輸入食品763件の法令違反が発覚 厚労省が監視指導結果を公表2020年9月2日
厚生労働省が輸入食品に対して行う監視指導結果によると、輸入届出件数254万4674件のうち0.03%に相当する763件(延べ800件)に法令違反が確認されたことが分かった。それら違反食品には荷の積み戻しや廃棄などの措置が講じられている。
食料自給率がおよそ4割の日本に輸入される食品などの安全性を確認するための監視指導で、厚労省が令和元年度の結果をこのほど公表したもの。届出件数254万件の総重量はおよそ3327万トンだった。
輸入届出があったうち、違反の確率が高い食品など21万7216件に対して検査を実施し、763件(延べ800件)の法令違反を確認。そのうえで、多種多様な輸入食品などの安全を確保する目的で実施するのがモニタリング検査で、食品群ごと輸入実績や違反率などを勘案し、検査数や検査項目を決めて実施する。令和元年度は5万5916件実施し、144件に法令違反を認めた。

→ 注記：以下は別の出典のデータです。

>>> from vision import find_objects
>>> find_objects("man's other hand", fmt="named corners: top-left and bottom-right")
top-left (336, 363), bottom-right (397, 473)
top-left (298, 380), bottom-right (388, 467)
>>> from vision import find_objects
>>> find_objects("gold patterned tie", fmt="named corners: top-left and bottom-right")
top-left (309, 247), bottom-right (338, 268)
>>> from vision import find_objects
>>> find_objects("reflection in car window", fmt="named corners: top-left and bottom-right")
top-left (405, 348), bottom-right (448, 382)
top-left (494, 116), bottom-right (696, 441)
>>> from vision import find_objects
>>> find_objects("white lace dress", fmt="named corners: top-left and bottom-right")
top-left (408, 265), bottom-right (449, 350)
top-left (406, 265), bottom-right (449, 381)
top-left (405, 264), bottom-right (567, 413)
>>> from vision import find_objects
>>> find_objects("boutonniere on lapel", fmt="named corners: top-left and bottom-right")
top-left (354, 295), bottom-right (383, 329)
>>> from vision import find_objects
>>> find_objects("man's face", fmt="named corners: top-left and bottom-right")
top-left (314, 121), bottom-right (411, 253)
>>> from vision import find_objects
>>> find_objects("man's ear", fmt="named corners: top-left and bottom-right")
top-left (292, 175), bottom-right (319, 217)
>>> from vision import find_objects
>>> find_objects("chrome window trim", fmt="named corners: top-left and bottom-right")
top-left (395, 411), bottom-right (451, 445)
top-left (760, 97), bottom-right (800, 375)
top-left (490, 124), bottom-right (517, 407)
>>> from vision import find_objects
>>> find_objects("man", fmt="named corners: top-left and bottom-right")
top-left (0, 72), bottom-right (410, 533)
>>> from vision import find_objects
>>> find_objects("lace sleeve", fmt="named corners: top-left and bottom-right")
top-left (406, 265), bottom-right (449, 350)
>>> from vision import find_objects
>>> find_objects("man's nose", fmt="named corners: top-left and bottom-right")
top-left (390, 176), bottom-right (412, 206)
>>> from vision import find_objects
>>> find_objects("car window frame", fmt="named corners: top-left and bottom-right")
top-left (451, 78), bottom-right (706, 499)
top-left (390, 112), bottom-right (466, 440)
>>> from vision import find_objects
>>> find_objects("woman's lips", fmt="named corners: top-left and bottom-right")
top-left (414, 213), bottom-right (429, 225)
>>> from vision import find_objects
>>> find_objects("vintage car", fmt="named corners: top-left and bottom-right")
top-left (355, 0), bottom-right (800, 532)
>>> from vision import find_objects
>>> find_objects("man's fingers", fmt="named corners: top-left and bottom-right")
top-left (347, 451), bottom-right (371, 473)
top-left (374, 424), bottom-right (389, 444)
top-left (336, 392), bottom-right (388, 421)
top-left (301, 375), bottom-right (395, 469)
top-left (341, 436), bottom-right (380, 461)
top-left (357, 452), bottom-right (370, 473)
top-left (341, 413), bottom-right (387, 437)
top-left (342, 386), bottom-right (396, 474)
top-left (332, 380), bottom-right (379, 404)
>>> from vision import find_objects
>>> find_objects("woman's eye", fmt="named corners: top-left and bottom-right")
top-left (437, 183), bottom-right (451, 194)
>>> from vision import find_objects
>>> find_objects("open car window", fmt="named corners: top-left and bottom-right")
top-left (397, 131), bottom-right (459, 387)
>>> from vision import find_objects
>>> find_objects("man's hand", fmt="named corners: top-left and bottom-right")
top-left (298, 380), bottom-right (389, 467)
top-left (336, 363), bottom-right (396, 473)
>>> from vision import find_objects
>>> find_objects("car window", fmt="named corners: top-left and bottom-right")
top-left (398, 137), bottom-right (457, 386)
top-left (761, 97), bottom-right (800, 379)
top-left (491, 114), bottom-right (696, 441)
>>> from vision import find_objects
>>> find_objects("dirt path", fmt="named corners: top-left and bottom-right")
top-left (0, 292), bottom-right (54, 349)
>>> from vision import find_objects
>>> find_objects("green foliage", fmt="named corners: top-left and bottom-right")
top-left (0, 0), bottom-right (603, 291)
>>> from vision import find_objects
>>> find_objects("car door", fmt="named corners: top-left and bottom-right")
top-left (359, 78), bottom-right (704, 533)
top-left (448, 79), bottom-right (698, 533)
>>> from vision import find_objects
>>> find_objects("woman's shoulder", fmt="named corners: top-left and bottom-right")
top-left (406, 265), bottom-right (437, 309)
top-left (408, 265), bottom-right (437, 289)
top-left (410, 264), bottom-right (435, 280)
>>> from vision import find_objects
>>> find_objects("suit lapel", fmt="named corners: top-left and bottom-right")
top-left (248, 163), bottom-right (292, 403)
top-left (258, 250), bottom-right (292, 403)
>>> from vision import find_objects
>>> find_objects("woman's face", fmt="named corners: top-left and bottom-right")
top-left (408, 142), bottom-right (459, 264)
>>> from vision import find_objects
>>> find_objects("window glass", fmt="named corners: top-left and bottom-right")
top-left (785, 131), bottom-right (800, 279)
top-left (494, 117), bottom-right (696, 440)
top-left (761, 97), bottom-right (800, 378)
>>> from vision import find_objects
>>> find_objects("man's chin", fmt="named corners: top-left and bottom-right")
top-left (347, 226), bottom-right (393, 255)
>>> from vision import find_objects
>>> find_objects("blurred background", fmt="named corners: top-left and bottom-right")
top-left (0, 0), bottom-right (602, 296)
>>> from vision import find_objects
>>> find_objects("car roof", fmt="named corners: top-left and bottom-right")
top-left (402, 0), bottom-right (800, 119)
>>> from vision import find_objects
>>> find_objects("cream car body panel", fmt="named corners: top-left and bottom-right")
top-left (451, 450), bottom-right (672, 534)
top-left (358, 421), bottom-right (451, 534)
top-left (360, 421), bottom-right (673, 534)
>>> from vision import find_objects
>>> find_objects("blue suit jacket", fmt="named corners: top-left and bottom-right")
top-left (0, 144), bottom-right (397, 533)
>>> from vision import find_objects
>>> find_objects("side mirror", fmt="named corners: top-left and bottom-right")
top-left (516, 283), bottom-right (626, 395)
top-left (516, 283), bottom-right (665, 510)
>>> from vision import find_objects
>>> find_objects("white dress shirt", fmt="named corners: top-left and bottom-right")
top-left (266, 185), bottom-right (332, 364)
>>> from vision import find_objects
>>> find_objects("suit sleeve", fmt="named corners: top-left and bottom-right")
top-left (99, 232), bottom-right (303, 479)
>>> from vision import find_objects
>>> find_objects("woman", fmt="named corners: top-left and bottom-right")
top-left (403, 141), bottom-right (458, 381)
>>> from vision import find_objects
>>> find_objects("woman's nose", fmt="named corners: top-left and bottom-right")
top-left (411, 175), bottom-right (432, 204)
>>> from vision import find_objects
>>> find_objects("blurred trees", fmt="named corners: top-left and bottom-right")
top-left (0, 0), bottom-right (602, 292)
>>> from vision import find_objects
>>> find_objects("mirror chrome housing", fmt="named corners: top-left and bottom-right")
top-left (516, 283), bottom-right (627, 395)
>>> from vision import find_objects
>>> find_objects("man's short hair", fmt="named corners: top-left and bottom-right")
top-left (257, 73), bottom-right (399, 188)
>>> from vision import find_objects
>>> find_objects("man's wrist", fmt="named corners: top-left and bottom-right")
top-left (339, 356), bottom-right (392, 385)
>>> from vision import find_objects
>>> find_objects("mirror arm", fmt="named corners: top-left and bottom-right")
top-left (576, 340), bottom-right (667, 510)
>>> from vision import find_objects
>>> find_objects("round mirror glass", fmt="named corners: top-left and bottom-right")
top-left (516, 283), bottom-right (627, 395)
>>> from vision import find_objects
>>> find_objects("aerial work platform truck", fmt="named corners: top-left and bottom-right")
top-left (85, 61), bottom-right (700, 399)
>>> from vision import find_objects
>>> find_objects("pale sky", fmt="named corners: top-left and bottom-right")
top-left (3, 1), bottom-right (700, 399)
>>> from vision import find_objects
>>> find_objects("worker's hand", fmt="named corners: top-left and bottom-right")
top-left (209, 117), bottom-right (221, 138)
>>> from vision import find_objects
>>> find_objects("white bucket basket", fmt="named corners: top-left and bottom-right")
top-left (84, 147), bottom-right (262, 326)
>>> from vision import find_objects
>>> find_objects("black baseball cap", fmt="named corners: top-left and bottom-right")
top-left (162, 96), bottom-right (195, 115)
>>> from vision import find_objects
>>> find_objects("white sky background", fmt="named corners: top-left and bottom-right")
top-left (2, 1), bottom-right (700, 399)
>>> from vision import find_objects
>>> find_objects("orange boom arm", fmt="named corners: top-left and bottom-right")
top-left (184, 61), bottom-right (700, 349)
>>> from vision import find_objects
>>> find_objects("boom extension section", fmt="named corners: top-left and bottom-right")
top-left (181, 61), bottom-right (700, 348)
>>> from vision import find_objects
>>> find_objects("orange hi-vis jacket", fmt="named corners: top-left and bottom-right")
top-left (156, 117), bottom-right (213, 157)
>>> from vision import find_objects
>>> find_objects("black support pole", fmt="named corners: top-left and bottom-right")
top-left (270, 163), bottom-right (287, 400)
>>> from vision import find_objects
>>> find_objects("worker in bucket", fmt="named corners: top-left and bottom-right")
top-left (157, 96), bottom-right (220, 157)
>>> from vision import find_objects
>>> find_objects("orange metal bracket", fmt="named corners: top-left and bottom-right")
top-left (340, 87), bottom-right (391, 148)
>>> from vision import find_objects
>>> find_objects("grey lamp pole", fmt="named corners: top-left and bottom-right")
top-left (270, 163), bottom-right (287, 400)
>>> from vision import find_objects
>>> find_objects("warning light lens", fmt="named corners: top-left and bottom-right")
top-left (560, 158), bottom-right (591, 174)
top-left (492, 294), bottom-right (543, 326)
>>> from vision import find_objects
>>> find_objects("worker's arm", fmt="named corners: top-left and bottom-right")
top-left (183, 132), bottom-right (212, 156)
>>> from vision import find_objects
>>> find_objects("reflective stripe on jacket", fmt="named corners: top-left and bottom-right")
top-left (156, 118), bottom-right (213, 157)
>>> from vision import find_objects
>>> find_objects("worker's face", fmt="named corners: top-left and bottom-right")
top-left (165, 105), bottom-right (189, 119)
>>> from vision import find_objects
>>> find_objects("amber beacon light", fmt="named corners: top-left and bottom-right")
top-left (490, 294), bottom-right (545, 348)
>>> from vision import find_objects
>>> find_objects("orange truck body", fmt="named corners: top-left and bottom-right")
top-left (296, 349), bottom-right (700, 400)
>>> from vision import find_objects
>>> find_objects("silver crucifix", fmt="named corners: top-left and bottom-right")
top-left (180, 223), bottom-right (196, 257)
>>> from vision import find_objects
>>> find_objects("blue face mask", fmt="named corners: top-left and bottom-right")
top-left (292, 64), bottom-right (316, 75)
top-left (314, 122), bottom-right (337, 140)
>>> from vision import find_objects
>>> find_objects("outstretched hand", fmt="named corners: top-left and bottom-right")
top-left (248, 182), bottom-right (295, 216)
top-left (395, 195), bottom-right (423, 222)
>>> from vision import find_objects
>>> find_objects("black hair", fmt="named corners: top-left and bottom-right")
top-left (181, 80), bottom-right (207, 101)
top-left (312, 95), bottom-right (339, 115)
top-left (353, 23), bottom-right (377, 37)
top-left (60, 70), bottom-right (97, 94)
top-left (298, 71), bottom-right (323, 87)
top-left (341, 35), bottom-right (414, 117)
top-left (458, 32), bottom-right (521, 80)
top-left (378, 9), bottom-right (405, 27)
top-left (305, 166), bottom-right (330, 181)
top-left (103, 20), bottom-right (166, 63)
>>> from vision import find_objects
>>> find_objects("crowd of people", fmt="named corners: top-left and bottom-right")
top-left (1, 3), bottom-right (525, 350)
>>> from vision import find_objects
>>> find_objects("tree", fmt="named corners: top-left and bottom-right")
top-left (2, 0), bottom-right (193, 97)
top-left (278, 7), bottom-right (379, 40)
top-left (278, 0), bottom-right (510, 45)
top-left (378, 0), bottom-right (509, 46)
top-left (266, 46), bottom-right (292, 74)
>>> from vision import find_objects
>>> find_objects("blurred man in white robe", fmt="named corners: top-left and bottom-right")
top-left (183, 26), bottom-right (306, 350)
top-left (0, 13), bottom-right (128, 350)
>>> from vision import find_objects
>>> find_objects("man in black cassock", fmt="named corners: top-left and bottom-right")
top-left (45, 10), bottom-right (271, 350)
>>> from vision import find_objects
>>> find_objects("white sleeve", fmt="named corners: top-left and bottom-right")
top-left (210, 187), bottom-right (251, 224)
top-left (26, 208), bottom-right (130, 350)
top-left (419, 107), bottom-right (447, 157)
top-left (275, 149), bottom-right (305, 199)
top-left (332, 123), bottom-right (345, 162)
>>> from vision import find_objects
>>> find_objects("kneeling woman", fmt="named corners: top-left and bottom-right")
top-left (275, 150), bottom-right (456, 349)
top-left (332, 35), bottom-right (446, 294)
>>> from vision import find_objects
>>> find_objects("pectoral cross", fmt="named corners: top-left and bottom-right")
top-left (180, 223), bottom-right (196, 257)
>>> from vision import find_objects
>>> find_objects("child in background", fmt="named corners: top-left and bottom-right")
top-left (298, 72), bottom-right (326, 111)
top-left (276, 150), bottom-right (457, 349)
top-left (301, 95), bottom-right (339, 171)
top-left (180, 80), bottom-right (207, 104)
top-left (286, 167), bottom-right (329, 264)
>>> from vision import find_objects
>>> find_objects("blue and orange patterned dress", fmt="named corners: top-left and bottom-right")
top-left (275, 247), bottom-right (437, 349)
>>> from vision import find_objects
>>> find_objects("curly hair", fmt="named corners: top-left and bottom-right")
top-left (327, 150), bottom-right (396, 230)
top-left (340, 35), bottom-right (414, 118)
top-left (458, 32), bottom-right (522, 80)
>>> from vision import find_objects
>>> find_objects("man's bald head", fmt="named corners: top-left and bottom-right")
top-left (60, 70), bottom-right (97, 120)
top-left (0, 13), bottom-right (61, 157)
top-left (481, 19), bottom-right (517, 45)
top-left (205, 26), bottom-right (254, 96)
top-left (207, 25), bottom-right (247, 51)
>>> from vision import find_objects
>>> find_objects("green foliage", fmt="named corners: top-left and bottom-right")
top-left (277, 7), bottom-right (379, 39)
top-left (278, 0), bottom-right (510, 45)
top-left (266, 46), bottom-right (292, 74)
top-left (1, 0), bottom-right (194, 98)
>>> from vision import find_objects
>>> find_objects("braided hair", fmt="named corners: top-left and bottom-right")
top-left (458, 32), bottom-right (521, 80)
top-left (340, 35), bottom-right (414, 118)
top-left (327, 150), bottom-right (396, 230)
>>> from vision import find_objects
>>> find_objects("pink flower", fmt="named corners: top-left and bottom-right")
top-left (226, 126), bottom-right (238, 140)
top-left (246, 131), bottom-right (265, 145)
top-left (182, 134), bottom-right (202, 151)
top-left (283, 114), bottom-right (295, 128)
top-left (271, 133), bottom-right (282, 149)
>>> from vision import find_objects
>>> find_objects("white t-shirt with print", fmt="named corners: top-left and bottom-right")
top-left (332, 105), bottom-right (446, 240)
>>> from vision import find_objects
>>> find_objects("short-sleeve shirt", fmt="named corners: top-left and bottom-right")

平成20年に発生した「中国産冷凍ギョウザ」事件の際に新設した加工食品の残留農薬検査は今回、1万761件実施。ベトナム産パプリカ加工品でアセフェート違反を一件確認したため、原料パプリカやその加工品のモニタリング検査の検査率を引き上げて実施し、特定製造者には輸入の都度、自主検査を行わせるなど体制強化を図った。
法違反の可能性が低いと見込まれる輸入品などは、対象国や対象食品など検査項目を定めて実施しており、令和2年3月31日時点で全輸出国が対象の17品目および31カ国・2地域が対象の80品目が検査の対象。令和元年度は6万9185件実施し、201件で法違反を確認しそれら違反食品などの積み戻しや廃棄などの措置が講じられている。
違反の内訳は、微生物や残留農薬、残留動物用医薬品など「食品の成分規格」と「添加物の使用基準等」が450件、アフラトキシンなど「有害・有毒物質の付着等」222件、「指定外添加物の使用」53件、「器具または容器包装の規格」35件、「おもちゃの規格」が3件、「食肉の衛生証明書の不添付」1件など。
例えば微生物に関する規格違反を国別にみると、中国60件(31.7%)、ベトナム26件(13.8%)、台湾21件(11.1%)と続き、違反内容の多くは冷凍食品の汚染の指標である微生物(細菌数や大腸菌群など)関係134件(70.9%)だった。
残留農薬違反は中国25件(19.2%)、米国19件(14.6%)、ベトナム16件(12.3%)と続き、中国は、玉ねぎの「チアメトキサム」、米国では、とうもろこしの「デルタメトリンおよびトラロメトリン」、ベトナムは、きだちとうがらしの「トリシクラゾールおよびプロピコナゾール」がそれぞれ最も多かった。
腐敗や異臭・カビの発生違反は米国が36件(69.2%)と圧倒的に多く、カナダ5件(9.6%)やオーストラリアおよびタイ4件(7.7%)と続く。米国とオーストラリアは小麦、カナダは菜種で最も多く、タイはすべて米で同様の違反がみられた。
厚生労働大臣が危害を防止するため必要と認めた場合に検査をせずに発動する「包括的輸入禁止措置」が該当したケースはなかったが、海外からの情報などに基づき、フランスのナチュラルチーズや中国および韓国の貝類加工品などに対する製品の積み戻し措置などを実施した。
違反が認められた場合、輸出国政府との二国間協議などを通じて原因の究明や再発防止対策の実施を要請するが、令和元年度は、タイ産のおくらやグリーンアスパラガス、バナナおよびマンゴーの残留農薬、フィリピン産バナナの残留農薬、インド産養殖えびの合成抗菌剤について、要請後の現地における再発防止策が確認できたため、検査命令の一部免除を行った。